Os relatos das datas recentes também revelam uma tendência clara na estratégia do setlist: o Katatonia preferiu construir noites centradas em sua carreira pós-2000, mostrando pouca presença dos primeiros anos e dedicando espaço a peças longas e trabalhadas de seu período mais recente. Essa escolha dá coesão à noite — é como se a banda dissesse “hoje falamos a partir deste lugar emocional” e não “vamos pular por décadas” —, mas ao mesmo tempo gerou algumas críticas entre os fãs que esperavam mais clássicos antigos. Várias crônicas destacam que, mesmo que alguns participantes fiquem com vontade de ouvir relíquias antigas, o resultado é uma experiência homogênea e íntima: luzes contidas, uma interpretação matizada e um foco absoluto na narrativa sonora do álbum.
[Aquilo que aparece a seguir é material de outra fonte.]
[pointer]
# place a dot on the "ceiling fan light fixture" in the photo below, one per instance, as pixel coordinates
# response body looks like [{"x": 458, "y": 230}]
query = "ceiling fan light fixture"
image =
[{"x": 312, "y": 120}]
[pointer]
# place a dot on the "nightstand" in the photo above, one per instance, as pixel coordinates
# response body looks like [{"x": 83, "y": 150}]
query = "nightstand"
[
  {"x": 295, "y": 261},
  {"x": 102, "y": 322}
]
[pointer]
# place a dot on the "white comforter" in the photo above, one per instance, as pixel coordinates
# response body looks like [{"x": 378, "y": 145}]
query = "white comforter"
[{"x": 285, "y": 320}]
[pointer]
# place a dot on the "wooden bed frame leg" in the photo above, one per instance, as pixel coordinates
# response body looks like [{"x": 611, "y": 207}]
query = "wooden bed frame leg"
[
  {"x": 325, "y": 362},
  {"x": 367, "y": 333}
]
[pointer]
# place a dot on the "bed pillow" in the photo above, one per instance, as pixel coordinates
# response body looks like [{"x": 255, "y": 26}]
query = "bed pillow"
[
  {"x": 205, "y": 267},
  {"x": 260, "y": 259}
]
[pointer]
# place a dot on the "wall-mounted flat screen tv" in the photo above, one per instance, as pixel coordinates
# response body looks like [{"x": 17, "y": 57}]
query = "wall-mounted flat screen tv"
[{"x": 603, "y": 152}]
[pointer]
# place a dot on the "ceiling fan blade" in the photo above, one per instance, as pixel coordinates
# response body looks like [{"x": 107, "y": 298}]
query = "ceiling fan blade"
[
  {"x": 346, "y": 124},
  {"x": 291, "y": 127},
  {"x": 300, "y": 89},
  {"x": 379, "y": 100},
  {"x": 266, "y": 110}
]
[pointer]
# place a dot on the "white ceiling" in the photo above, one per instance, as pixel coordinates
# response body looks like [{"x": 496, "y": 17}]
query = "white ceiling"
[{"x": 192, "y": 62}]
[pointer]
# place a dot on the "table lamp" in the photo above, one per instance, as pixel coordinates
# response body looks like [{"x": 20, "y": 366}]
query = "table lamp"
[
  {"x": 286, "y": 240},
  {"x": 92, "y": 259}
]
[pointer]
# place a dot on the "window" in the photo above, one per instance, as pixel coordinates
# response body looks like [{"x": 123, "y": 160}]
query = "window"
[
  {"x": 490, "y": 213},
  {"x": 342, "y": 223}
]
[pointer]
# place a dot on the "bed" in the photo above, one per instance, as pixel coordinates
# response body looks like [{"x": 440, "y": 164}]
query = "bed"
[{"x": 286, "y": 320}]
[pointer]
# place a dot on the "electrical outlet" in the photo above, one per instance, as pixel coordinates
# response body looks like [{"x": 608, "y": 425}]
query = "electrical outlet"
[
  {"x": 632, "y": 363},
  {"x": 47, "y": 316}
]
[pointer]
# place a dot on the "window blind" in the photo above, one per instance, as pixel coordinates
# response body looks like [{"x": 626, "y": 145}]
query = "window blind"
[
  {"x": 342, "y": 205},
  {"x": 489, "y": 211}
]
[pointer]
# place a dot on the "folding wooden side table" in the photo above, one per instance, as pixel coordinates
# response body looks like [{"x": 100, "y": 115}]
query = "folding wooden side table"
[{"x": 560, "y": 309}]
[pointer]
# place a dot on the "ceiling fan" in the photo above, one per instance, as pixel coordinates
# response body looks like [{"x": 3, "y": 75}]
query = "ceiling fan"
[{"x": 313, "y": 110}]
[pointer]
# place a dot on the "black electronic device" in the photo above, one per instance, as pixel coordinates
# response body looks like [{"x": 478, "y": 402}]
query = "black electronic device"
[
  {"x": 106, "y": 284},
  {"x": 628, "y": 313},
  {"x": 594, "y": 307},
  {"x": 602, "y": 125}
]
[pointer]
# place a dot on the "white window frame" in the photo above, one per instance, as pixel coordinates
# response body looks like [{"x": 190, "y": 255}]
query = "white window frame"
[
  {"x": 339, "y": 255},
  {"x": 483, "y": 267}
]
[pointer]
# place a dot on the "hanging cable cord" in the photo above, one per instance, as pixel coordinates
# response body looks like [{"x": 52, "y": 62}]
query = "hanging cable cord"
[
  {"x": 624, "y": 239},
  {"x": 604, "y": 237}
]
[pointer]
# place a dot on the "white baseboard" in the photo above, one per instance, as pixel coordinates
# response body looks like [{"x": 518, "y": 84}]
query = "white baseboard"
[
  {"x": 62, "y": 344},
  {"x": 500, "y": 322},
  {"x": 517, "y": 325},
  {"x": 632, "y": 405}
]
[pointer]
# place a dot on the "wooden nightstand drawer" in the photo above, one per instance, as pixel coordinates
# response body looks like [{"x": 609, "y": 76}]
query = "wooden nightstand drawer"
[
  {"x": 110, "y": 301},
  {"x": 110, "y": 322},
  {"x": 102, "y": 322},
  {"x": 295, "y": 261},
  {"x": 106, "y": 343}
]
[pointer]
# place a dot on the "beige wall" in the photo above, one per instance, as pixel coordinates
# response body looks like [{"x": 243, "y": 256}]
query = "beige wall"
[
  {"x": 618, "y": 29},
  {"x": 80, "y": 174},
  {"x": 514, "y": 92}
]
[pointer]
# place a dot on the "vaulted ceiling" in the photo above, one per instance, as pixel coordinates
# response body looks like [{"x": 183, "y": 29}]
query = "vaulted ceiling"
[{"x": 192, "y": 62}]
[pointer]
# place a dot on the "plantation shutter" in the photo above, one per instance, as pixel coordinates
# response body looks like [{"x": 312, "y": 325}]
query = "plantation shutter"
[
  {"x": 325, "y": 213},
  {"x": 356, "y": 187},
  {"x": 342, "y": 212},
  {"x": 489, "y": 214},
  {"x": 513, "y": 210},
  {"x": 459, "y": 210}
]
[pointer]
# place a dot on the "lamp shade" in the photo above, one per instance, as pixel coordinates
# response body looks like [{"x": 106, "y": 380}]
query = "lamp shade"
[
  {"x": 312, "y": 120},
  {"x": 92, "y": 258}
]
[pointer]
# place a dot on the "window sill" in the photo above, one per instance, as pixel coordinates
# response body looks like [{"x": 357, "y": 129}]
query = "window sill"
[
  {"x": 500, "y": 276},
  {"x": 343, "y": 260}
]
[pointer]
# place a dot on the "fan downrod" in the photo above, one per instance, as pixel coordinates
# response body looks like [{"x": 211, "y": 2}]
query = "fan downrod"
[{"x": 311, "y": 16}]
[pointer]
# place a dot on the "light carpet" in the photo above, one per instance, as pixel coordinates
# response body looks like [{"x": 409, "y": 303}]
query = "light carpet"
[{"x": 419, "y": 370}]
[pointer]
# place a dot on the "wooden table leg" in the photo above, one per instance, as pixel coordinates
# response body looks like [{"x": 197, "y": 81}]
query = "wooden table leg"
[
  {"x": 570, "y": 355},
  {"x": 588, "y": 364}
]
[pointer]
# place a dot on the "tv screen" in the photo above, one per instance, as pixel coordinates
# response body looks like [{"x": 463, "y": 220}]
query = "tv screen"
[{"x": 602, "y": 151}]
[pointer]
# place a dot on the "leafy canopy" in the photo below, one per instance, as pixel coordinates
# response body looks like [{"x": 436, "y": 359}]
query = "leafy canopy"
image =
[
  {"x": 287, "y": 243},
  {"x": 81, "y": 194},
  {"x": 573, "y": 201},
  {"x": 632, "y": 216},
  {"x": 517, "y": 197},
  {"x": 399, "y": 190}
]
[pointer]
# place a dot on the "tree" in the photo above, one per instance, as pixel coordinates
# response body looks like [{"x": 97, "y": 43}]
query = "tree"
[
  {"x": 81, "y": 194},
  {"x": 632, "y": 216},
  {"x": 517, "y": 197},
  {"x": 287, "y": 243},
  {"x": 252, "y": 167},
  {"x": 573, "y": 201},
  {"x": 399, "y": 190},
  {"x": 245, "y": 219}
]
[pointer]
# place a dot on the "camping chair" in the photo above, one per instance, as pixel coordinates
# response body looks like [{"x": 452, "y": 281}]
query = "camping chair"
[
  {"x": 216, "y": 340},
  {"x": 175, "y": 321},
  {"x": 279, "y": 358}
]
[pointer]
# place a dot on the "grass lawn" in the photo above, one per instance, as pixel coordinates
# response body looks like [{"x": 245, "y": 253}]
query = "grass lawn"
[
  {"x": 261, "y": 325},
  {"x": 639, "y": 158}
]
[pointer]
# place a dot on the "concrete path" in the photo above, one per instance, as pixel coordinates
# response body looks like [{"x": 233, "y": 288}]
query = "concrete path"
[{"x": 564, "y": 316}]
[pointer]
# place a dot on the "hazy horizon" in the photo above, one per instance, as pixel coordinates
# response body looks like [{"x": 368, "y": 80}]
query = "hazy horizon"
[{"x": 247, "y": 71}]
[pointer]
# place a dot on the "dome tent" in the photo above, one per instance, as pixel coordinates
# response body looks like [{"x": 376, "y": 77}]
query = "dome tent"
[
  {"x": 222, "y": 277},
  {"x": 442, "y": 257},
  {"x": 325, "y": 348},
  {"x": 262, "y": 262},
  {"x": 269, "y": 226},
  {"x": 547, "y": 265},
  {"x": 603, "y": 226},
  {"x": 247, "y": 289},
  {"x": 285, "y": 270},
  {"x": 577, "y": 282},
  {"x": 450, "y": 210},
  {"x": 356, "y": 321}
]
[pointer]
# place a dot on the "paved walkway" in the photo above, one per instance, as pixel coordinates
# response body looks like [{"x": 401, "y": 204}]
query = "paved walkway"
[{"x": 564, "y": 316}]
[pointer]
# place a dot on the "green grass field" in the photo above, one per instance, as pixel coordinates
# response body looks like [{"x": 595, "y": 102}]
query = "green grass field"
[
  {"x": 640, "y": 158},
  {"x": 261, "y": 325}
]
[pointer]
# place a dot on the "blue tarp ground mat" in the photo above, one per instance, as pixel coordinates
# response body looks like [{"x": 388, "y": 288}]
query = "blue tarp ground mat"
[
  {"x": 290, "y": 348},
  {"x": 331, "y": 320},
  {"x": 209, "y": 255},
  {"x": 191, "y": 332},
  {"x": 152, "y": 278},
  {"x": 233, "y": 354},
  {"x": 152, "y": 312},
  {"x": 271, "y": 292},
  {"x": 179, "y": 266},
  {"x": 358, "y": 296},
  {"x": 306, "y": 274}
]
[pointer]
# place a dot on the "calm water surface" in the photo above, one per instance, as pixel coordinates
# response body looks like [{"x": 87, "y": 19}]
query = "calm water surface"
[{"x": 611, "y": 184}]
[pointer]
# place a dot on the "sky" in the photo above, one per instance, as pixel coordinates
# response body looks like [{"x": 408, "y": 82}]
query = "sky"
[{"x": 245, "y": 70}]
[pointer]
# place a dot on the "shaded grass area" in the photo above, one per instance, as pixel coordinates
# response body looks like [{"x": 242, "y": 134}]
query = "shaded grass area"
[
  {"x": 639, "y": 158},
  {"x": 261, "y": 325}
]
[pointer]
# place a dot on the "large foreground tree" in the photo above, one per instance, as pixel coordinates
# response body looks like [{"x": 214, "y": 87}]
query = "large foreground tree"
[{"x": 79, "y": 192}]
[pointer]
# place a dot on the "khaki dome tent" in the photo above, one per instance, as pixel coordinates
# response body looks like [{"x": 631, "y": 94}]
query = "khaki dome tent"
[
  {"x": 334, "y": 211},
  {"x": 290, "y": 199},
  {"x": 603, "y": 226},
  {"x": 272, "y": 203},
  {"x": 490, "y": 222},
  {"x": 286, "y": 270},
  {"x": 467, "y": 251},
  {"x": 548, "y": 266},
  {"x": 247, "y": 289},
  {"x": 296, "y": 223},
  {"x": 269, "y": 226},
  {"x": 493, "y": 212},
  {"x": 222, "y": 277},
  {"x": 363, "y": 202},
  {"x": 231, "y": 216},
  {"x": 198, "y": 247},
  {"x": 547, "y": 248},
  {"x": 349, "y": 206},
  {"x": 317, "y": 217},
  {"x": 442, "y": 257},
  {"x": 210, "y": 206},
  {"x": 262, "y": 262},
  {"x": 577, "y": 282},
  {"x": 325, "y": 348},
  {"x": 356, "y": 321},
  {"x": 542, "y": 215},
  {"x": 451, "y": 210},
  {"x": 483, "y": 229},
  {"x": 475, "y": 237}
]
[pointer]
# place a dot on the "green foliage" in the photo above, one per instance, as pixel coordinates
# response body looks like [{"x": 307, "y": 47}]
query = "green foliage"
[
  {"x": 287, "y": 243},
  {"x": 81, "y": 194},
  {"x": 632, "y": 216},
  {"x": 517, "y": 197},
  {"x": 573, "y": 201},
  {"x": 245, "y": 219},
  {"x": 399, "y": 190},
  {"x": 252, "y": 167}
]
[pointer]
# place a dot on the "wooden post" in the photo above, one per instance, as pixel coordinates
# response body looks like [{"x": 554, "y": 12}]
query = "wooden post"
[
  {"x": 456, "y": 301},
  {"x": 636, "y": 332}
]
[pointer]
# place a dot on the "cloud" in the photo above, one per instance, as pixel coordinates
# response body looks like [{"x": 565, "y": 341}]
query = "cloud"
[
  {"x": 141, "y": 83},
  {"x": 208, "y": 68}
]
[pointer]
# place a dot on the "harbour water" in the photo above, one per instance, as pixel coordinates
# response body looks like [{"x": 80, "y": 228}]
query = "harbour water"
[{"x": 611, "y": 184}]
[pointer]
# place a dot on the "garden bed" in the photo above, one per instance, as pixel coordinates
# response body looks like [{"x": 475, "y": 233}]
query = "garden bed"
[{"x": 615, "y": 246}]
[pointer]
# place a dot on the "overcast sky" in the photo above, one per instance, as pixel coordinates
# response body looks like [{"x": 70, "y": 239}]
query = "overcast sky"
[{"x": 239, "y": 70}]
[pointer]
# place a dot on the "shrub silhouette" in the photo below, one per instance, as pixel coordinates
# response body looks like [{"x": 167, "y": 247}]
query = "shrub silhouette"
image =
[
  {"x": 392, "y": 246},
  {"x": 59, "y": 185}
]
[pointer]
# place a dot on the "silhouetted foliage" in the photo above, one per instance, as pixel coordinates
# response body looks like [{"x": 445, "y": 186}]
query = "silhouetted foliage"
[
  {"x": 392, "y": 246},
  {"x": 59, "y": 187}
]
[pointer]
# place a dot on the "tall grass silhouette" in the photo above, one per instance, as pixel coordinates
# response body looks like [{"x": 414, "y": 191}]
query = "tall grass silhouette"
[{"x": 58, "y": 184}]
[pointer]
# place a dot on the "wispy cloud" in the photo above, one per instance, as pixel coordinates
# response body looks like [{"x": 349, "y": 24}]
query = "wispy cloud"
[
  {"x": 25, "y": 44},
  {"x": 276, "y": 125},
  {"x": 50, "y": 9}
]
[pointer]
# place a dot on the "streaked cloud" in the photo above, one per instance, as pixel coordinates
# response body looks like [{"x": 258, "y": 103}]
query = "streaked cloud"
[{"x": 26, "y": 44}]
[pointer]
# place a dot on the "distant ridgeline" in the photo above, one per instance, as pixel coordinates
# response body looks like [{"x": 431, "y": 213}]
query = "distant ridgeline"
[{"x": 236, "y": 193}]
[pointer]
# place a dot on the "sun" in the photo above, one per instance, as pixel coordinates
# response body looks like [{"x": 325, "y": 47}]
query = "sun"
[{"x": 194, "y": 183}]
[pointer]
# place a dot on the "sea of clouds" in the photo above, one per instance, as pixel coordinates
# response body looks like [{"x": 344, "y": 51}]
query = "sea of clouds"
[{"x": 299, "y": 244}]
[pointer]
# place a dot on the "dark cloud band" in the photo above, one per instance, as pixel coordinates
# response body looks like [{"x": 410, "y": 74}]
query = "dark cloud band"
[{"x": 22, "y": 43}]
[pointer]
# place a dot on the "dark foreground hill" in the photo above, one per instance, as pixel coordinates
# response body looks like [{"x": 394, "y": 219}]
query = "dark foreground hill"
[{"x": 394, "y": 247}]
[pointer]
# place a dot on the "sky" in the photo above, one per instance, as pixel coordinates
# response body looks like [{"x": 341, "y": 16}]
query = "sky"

Se buscarmos as músicas do novo álbum que melhor funcionaram ao vivo, há um consenso parcial entre críticos e participantes: Thrice e The Liquid Eye funcionam como âncoras poderosas — têm dinâmica e gancho —; Wind of No Change é a que mais tende a transformar a sala. Algumas noites, músicas como Falling from the Sun ou Cold Dreams surpreenderam por sua capacidade de alternar fúria contida com passagens expansivas, o que abre a porta para momentos de catarse bem medidos. Essas músicas já aparecem regularmente em palcos em cidades como Manchester, Londres, Estocolmo e Colônia.
Há também pistas sobre como a banda adapta as novas músicas ao vivo: arranjos ligeiramente compactados para não perder o ritmo em salas menores, mas sem sacrificar a atmosfera; quando o palco é grande ou o festival é massivo, o Katatonia alonga essas passagens e as deixa respirar por mais tempo, fazendo com que a densidade sonora tenha um impacto mais forte. Na recepção da crítica há nuances: alguns meios de comunicação celebram a coragem de pisar forte com material recente e sustentar uma noite sem se apoiar na nostalgia, enquanto outras crônicas apontam que a escolha de reduzir a quota de “sucessos” pode deixar parte do público com uma sensação de reserva. De qualquer forma, o balanço é claro: o álbum funciona ao vivo e a banda o defende com solidez.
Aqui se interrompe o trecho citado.